What Do You Need to Know About a Short Refinance?
A short refinance process can take several months to go through, so if you are struggling to make your mortgage payments and are worried about defaulting on your mortgage, you should take action right away, so you have time to go through it.
When you are looking for a short refinance, make sure you ask your lender what documentation you need for them to consider granting you a short refinance. Having the proper documentation ready before you even begin the process will help make the process go smoother and hopefully faster.
When your lender agrees to a short payoff, they accept less than the homeowner’s mortgage loan amount to satisfy the loan, and you will not have to pay the difference. They will do this to avoid having to pay foreclosure fees and maintenance fees on the property that would otherwise go into foreclosure. They also might agree if the amount of the loan is worth more than the value of the property.
What Are the Differences Between a Short Sale and a Short Refinance?
When you make a short sale, you have to sell your property with a short refinance you can keep your property.
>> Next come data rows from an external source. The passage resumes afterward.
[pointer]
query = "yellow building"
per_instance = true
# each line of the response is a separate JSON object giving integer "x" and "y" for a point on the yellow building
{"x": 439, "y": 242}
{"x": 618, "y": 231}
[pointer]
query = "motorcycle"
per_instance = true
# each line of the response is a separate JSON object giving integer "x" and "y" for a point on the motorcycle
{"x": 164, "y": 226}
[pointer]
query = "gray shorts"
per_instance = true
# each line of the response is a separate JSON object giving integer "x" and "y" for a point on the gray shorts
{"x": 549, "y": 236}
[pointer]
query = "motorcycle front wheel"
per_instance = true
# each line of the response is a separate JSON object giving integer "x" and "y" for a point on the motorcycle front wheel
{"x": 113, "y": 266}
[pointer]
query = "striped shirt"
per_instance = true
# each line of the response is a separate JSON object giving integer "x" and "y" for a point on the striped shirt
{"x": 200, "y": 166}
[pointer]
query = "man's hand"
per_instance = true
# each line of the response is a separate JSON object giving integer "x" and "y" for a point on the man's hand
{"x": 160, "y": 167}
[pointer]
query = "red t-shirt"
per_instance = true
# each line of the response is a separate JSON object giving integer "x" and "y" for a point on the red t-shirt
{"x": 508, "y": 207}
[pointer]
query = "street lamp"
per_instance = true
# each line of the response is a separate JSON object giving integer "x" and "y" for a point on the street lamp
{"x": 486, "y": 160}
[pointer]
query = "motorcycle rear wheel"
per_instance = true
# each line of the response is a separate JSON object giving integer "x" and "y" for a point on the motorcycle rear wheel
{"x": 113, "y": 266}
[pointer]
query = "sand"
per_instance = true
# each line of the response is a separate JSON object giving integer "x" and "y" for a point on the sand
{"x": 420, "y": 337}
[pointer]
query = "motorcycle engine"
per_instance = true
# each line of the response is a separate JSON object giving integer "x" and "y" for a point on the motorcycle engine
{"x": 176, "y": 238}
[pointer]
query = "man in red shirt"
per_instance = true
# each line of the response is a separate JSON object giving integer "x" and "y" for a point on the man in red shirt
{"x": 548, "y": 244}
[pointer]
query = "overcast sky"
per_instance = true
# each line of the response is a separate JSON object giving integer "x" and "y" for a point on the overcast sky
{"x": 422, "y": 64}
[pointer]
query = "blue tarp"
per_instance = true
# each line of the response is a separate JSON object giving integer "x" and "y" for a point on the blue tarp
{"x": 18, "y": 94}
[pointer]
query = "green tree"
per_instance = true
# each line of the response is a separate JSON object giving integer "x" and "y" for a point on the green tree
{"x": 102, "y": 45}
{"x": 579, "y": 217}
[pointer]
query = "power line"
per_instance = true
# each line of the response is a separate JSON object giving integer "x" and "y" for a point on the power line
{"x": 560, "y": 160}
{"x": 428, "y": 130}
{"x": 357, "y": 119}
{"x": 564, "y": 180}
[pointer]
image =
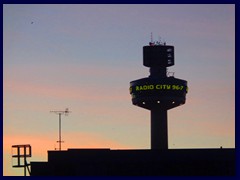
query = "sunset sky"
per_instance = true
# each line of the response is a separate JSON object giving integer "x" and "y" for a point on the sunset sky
{"x": 82, "y": 57}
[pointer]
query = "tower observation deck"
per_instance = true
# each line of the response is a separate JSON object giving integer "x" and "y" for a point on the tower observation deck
{"x": 158, "y": 92}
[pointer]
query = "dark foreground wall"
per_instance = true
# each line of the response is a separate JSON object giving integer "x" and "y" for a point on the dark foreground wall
{"x": 106, "y": 162}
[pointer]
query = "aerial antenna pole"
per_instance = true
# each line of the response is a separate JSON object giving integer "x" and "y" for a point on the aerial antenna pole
{"x": 151, "y": 38}
{"x": 66, "y": 112}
While both short sales and short refinances will result in the lender taking less than the full mortgage amount as payment in full, a short sale gets paid through the proceeds from the sale of the house. In contrast, the lender receives a short refinance payment through the homeowner.
A lender would consider a refi after short sale if the homeowner had no assets to pay off the debt. However, they might consider a short refinance if the homeowner did have assets and had demonstrated an ability to pay off their debt.
What Is the Difference Between a Short Refinance and a Mortgage Forbearance?
Both a short refinance or a mortgage forbearance may prevent you from losing your home. The main difference is that a mortgage forbearance is a temporary solution, while a short refinance will be a more permanent solution.
Mortgage forbearance is an agreement made between the homeowner and the lender that allows the homeowner to either pay a lower mortgage payment or pause payments altogether for an agreed-upon time for the homeowner to catch up on their payments. With a mortgage forbearance, the homeowner would have to pay back the payments they missed or the balance they are short over time.
A short refinance, however, will lower your balance and monthly payments permanently. You don’t need to catch up on payments because the investor is giving you a lower payment and takes a lower mortgage balance.
What If a Lender Won’t Offer You a Short Refinance?
If a lender doesn’t offer you a short refinance, ask what options they do have available for you. You also may be able to take advantage of Federal Relief Funds outside of what your lender is offering. However, your lender is most likely only going to use foreclosure as an absolute last resort. If they see you are making a conscious effort to pay your debt off, they will probably be willing to work with you.